It is never too late to start investing. The option of mutual funds in India offers so many tools of investment that are easily understandable and do not require a big initial investment. With SIPs or Systematic Investment Plans, you can a particular amount monthly or at regular intervals and can earn returns at the time of mutual fund redemption. Well, the power of compounding works in this situation and the investors get benefited over the period of time.

Let’s understand how SIP works in mutual funds in detail-

SIP or the systematic investment plan is a form of mutual fund investment wherein you invest a predetermined fixed amount at specific intervals. In this scheme, the investor has to buy units on a particular date every month so that he can plan out their savings. The investor need not worry about the market timings with respect to investment while considering a SIP, which is one of the main features of SIP investment. If the investor times the market, he can miss out when markets were at their high. In addition to that, there are chances that he can enter the market at the wrong time as well.

In the case of SIPs, the investor should not worry about the timing, rather he should be investing the amount every month irrespective of the condition of the market. It is obviously impossible to predict the market condition at the time of mutual fund redemption, so it is better to invest regularly as it shows how much the person is invested.

In order to invest in SIPs, the investor needs to fill an application form in which he needs to display the SIP date on which he wishes to invest the amount. The forthcoming investments can be auto debited or can be submitted through post dated cheques as well. The physical form of amount submission can take place at the office of the mutual fund or investor service centre, or at the centre of the registrar and transfer agent.

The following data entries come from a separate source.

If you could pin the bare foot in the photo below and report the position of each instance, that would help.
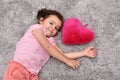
(90, 52)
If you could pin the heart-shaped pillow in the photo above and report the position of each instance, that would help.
(74, 32)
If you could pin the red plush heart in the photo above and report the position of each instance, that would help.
(74, 33)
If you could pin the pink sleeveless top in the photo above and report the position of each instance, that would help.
(30, 53)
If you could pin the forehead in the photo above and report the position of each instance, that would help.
(55, 19)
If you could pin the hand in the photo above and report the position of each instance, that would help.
(90, 52)
(73, 63)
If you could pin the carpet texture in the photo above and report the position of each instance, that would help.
(103, 17)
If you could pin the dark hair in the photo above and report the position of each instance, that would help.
(44, 13)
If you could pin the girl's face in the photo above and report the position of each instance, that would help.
(52, 24)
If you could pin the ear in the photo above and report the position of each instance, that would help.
(41, 19)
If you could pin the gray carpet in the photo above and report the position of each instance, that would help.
(103, 16)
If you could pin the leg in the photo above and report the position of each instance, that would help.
(15, 71)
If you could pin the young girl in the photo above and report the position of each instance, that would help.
(37, 45)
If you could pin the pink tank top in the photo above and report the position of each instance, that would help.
(30, 53)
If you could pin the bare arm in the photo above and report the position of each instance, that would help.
(73, 55)
(52, 50)
(90, 52)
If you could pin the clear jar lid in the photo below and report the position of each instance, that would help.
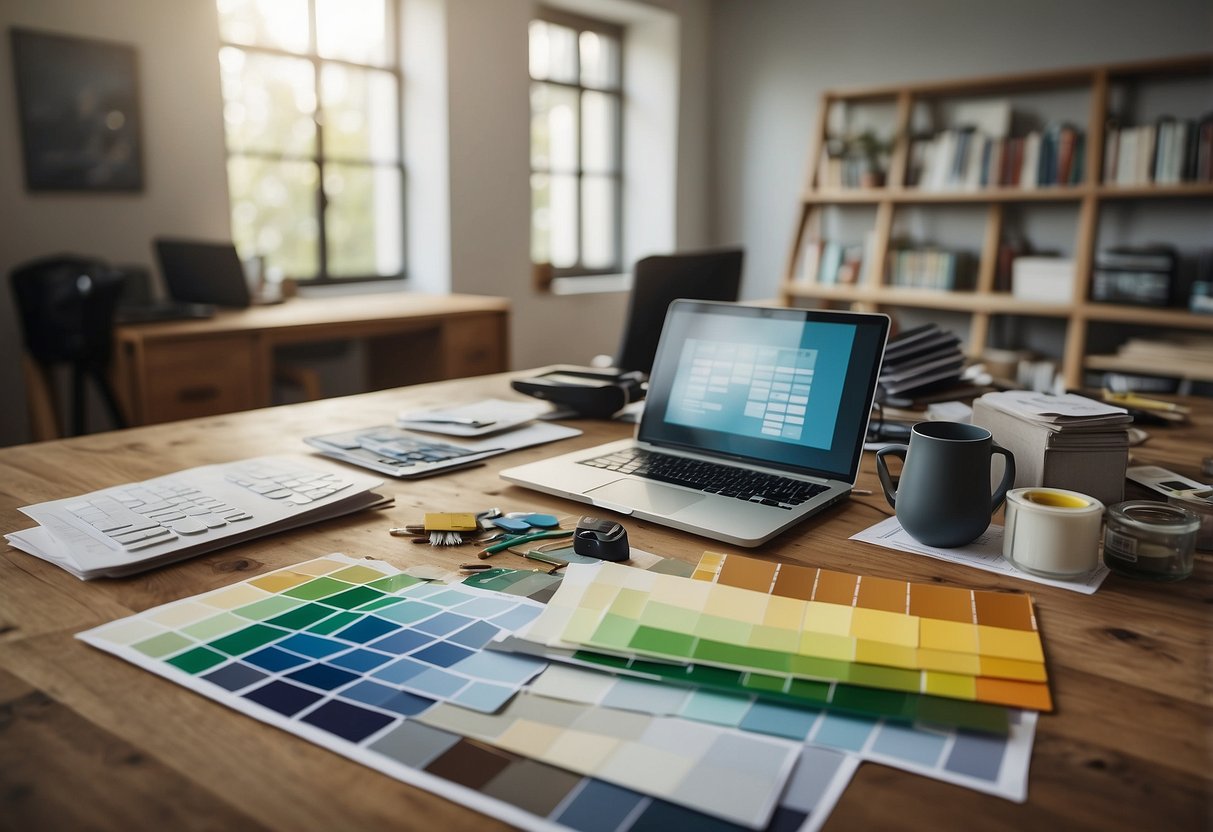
(1156, 517)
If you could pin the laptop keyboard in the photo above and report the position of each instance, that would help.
(710, 477)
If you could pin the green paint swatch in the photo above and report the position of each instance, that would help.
(648, 639)
(198, 660)
(163, 644)
(320, 587)
(352, 598)
(804, 693)
(302, 616)
(393, 583)
(215, 626)
(268, 608)
(387, 600)
(250, 638)
(335, 624)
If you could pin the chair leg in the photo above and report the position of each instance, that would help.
(108, 398)
(44, 412)
(78, 400)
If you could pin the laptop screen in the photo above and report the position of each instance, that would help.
(790, 388)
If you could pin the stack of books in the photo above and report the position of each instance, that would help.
(1064, 442)
(926, 358)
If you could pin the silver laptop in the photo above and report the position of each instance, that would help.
(755, 420)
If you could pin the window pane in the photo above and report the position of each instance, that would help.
(599, 132)
(598, 222)
(353, 30)
(599, 61)
(277, 23)
(553, 52)
(553, 127)
(564, 221)
(360, 114)
(541, 218)
(268, 102)
(364, 221)
(273, 212)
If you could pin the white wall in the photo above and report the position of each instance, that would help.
(773, 58)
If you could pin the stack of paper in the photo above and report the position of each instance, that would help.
(136, 526)
(1066, 442)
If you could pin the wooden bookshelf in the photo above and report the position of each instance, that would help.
(1085, 194)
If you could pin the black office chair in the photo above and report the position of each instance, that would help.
(66, 305)
(661, 279)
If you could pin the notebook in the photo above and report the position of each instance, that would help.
(203, 272)
(755, 421)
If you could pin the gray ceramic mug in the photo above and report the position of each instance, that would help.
(943, 497)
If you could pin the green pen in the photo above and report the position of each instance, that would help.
(522, 539)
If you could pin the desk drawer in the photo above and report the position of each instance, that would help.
(191, 379)
(473, 346)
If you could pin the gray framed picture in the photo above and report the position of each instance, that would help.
(78, 103)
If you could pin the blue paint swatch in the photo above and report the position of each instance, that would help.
(400, 671)
(348, 722)
(283, 696)
(234, 676)
(977, 754)
(312, 645)
(500, 667)
(443, 624)
(273, 660)
(368, 630)
(779, 721)
(917, 746)
(599, 807)
(402, 642)
(843, 731)
(323, 676)
(443, 654)
(476, 636)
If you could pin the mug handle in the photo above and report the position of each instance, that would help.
(1008, 477)
(882, 469)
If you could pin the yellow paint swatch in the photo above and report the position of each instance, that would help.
(949, 684)
(1012, 668)
(821, 645)
(882, 626)
(951, 636)
(888, 655)
(1023, 644)
(949, 662)
(832, 619)
(733, 603)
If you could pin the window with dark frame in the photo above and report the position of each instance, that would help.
(312, 120)
(576, 137)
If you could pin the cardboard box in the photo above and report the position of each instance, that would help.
(1042, 279)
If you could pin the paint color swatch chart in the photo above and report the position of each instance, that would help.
(725, 773)
(809, 624)
(353, 654)
(990, 763)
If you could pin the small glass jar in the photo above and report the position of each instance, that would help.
(1150, 540)
(1202, 507)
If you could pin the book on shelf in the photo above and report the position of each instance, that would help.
(920, 358)
(1168, 152)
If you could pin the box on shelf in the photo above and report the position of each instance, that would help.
(1042, 279)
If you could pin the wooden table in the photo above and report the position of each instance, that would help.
(186, 369)
(90, 740)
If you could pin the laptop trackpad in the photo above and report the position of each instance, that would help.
(628, 494)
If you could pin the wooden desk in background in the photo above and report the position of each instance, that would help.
(90, 740)
(171, 370)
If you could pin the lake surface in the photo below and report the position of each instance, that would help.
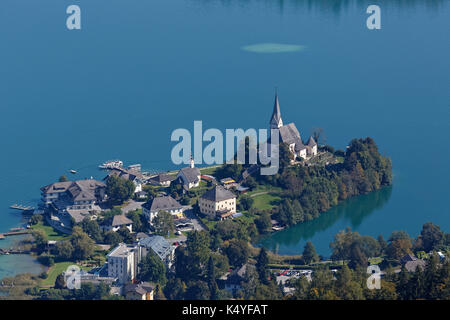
(140, 69)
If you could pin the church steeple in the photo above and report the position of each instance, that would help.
(275, 121)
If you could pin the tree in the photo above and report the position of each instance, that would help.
(197, 290)
(113, 238)
(431, 237)
(237, 252)
(309, 253)
(40, 239)
(399, 245)
(211, 279)
(263, 222)
(163, 223)
(64, 250)
(246, 202)
(152, 269)
(262, 267)
(175, 289)
(83, 245)
(60, 283)
(345, 287)
(92, 229)
(118, 189)
(159, 294)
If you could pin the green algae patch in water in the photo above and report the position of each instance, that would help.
(273, 48)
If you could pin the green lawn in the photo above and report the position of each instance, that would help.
(51, 233)
(266, 201)
(56, 270)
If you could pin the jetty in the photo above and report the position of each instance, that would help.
(13, 233)
(21, 207)
(13, 251)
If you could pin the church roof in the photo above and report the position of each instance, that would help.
(191, 174)
(276, 115)
(311, 142)
(162, 204)
(289, 134)
(218, 193)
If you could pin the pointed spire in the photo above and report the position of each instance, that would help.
(192, 162)
(275, 121)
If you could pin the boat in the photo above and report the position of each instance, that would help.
(111, 164)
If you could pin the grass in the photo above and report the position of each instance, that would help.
(266, 201)
(55, 270)
(51, 233)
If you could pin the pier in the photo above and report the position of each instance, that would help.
(13, 233)
(21, 207)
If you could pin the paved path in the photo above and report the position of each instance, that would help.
(132, 205)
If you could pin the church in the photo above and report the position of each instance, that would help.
(290, 135)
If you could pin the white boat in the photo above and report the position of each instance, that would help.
(112, 164)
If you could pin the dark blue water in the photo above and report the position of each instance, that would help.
(140, 69)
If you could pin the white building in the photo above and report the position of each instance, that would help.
(123, 262)
(218, 202)
(151, 208)
(190, 176)
(290, 135)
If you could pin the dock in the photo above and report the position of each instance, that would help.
(13, 233)
(21, 207)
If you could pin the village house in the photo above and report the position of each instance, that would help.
(190, 176)
(162, 179)
(290, 135)
(160, 246)
(232, 280)
(123, 262)
(129, 174)
(117, 222)
(218, 202)
(229, 183)
(151, 208)
(411, 263)
(139, 291)
(76, 195)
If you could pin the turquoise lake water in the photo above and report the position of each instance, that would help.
(140, 69)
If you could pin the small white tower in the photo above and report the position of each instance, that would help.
(192, 162)
(275, 121)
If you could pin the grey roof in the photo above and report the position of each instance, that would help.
(192, 174)
(140, 288)
(127, 174)
(311, 142)
(276, 114)
(120, 220)
(57, 187)
(162, 204)
(289, 134)
(218, 193)
(158, 244)
(162, 177)
(411, 266)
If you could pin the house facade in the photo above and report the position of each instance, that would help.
(190, 176)
(123, 262)
(117, 222)
(74, 195)
(160, 246)
(290, 135)
(151, 208)
(218, 202)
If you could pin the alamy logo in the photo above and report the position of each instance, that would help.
(72, 277)
(260, 147)
(374, 281)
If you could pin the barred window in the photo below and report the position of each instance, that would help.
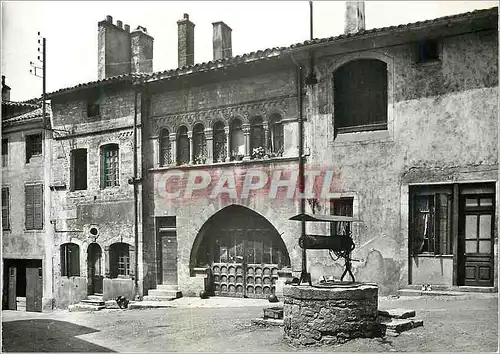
(199, 144)
(219, 142)
(119, 259)
(165, 150)
(70, 260)
(110, 166)
(182, 146)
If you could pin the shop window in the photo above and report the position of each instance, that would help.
(79, 169)
(110, 166)
(70, 260)
(165, 150)
(119, 260)
(219, 142)
(182, 146)
(360, 96)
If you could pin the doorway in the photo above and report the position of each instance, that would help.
(94, 270)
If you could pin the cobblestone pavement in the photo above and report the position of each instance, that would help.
(451, 324)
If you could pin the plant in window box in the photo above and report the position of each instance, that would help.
(258, 153)
(200, 159)
(236, 155)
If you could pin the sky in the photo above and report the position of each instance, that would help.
(70, 29)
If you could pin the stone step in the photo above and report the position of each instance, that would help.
(165, 293)
(160, 298)
(94, 297)
(397, 325)
(92, 302)
(397, 313)
(167, 287)
(84, 307)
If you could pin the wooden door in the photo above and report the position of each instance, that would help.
(12, 294)
(477, 240)
(34, 287)
(169, 257)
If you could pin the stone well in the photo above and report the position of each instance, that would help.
(330, 314)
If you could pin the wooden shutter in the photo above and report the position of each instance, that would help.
(29, 207)
(38, 206)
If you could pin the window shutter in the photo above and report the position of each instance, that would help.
(29, 210)
(38, 206)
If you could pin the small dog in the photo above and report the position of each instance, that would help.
(122, 302)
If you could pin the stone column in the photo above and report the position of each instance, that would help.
(191, 151)
(173, 148)
(209, 141)
(228, 145)
(107, 268)
(246, 135)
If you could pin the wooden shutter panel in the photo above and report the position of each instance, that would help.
(38, 206)
(29, 207)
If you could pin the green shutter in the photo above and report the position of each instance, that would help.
(29, 207)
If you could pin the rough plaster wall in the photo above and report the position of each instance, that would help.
(445, 127)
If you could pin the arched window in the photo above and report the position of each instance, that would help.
(237, 140)
(199, 144)
(182, 146)
(119, 254)
(70, 260)
(165, 152)
(276, 139)
(257, 138)
(110, 167)
(219, 142)
(360, 96)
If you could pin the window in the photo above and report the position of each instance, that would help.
(199, 144)
(219, 142)
(343, 207)
(34, 206)
(33, 146)
(360, 96)
(236, 140)
(110, 166)
(182, 146)
(5, 152)
(119, 260)
(93, 106)
(70, 260)
(79, 169)
(428, 50)
(431, 220)
(257, 137)
(5, 209)
(276, 139)
(165, 152)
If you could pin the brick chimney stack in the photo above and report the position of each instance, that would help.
(185, 42)
(5, 90)
(141, 44)
(354, 17)
(222, 41)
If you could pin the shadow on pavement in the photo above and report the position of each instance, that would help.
(45, 335)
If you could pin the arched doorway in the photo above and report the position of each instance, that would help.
(94, 271)
(244, 252)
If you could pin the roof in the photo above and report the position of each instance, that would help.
(29, 116)
(270, 53)
(325, 218)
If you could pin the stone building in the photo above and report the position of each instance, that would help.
(26, 230)
(401, 132)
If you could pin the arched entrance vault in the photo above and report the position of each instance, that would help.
(244, 251)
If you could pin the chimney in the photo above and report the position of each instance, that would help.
(5, 90)
(185, 42)
(222, 41)
(113, 49)
(141, 45)
(354, 16)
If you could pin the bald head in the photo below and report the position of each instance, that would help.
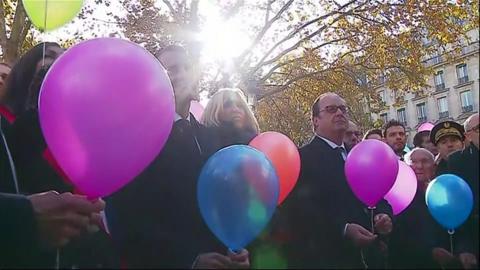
(471, 129)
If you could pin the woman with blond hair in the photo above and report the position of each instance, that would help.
(229, 118)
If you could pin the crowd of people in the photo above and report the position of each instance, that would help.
(154, 221)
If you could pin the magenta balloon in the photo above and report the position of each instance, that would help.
(404, 189)
(196, 109)
(425, 127)
(371, 169)
(106, 110)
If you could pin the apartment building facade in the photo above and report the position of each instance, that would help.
(453, 93)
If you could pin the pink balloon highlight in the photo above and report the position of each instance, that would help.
(106, 110)
(425, 127)
(196, 109)
(403, 191)
(371, 169)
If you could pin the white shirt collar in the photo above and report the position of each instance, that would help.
(330, 143)
(178, 117)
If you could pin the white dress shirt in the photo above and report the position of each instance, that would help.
(334, 146)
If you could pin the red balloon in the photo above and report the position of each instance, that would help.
(283, 154)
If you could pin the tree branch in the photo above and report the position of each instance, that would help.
(296, 31)
(279, 65)
(264, 30)
(3, 32)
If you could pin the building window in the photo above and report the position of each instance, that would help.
(462, 73)
(384, 117)
(402, 116)
(383, 96)
(437, 58)
(439, 81)
(421, 112)
(442, 107)
(467, 101)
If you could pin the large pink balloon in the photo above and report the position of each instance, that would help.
(106, 110)
(404, 189)
(425, 127)
(371, 169)
(196, 109)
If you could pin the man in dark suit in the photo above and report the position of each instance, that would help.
(464, 163)
(395, 137)
(327, 222)
(155, 220)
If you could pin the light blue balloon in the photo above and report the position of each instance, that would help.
(450, 200)
(237, 194)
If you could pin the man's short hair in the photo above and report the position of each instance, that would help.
(391, 123)
(373, 131)
(418, 138)
(315, 108)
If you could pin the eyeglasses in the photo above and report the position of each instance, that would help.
(356, 133)
(333, 109)
(475, 128)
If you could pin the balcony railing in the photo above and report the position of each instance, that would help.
(436, 60)
(468, 108)
(422, 119)
(443, 115)
(440, 87)
(463, 80)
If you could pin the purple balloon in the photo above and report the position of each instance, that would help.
(371, 169)
(106, 110)
(403, 191)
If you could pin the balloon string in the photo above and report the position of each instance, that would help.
(57, 259)
(44, 30)
(451, 232)
(371, 218)
(365, 265)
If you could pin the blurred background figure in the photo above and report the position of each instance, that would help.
(375, 134)
(422, 140)
(448, 137)
(229, 119)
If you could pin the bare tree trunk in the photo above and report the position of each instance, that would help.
(11, 46)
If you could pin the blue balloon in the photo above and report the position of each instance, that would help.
(449, 200)
(237, 194)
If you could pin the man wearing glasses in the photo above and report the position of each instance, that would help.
(328, 223)
(465, 164)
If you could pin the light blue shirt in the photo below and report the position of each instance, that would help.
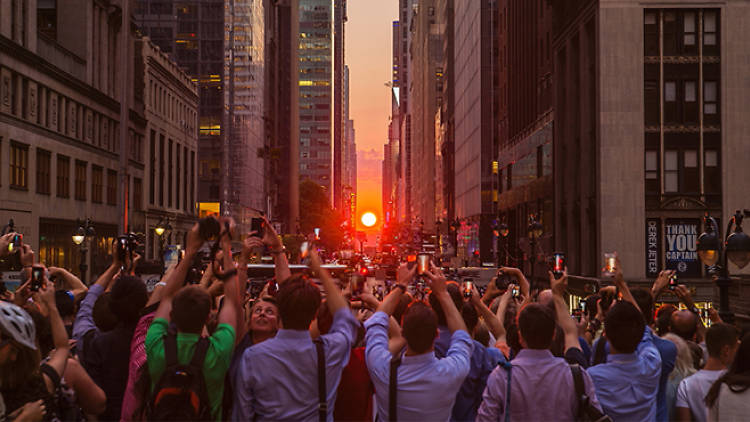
(427, 386)
(628, 384)
(278, 378)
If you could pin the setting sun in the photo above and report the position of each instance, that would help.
(369, 219)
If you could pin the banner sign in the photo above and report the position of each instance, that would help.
(680, 239)
(653, 247)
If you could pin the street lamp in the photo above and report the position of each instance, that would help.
(736, 249)
(161, 228)
(534, 231)
(85, 230)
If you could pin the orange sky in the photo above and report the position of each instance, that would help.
(368, 54)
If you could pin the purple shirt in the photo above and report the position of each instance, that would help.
(542, 388)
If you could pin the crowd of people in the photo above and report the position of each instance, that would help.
(311, 347)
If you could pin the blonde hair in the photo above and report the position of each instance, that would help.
(683, 366)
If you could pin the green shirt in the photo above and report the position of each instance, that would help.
(215, 366)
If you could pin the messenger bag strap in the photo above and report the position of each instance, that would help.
(322, 389)
(393, 389)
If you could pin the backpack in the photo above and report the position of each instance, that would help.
(586, 411)
(181, 394)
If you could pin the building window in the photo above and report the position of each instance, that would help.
(19, 162)
(711, 172)
(97, 184)
(710, 97)
(80, 192)
(43, 172)
(688, 22)
(671, 172)
(652, 172)
(691, 175)
(670, 91)
(63, 177)
(137, 194)
(690, 95)
(111, 187)
(709, 27)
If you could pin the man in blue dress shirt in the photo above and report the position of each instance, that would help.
(427, 386)
(278, 378)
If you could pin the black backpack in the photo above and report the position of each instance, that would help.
(181, 394)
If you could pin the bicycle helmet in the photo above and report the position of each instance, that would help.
(17, 323)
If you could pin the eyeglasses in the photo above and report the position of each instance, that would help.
(267, 311)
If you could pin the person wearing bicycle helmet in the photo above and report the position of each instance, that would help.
(23, 379)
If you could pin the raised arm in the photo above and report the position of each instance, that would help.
(452, 316)
(71, 282)
(175, 279)
(334, 297)
(59, 357)
(494, 324)
(558, 286)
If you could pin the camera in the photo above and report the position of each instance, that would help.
(37, 278)
(672, 282)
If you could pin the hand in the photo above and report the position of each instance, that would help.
(30, 412)
(559, 285)
(4, 242)
(193, 241)
(437, 279)
(270, 237)
(405, 274)
(683, 293)
(661, 281)
(27, 255)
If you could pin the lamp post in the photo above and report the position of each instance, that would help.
(504, 232)
(161, 228)
(534, 231)
(85, 230)
(736, 249)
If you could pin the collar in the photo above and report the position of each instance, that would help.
(283, 334)
(622, 357)
(418, 359)
(534, 355)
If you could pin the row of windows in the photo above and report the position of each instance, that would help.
(36, 103)
(170, 162)
(19, 176)
(682, 171)
(163, 102)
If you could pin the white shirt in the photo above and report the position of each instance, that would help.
(730, 406)
(692, 392)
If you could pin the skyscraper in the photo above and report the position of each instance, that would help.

If you wish to stop investing in Systematic Investment Plans, you can do so at any time. Once you stop paying the amount, you can either redeem the investment or opt to remain invested for the same. Depending upon the type of your mutual fund SIP, you will face the situation of lock in period which means, you cannot redeem the amount before the specified time. If you do so, you will not be subjected to additional benefits. While investing in a SIP, it is better to determine the numbers beforehand so that you know what you will be getting in return. You can do so by using a SIP calculator.

Conclusion

SIPs are very much safe and considered a great investment tool by investors across the country. It offers several features such as tax exemption up to Rs. 1.5 lakhs, no questions asked if you want to stop in the middle, etc. Even if you are thinking of a long term investment, SIPs are great as you can start with small regular investments.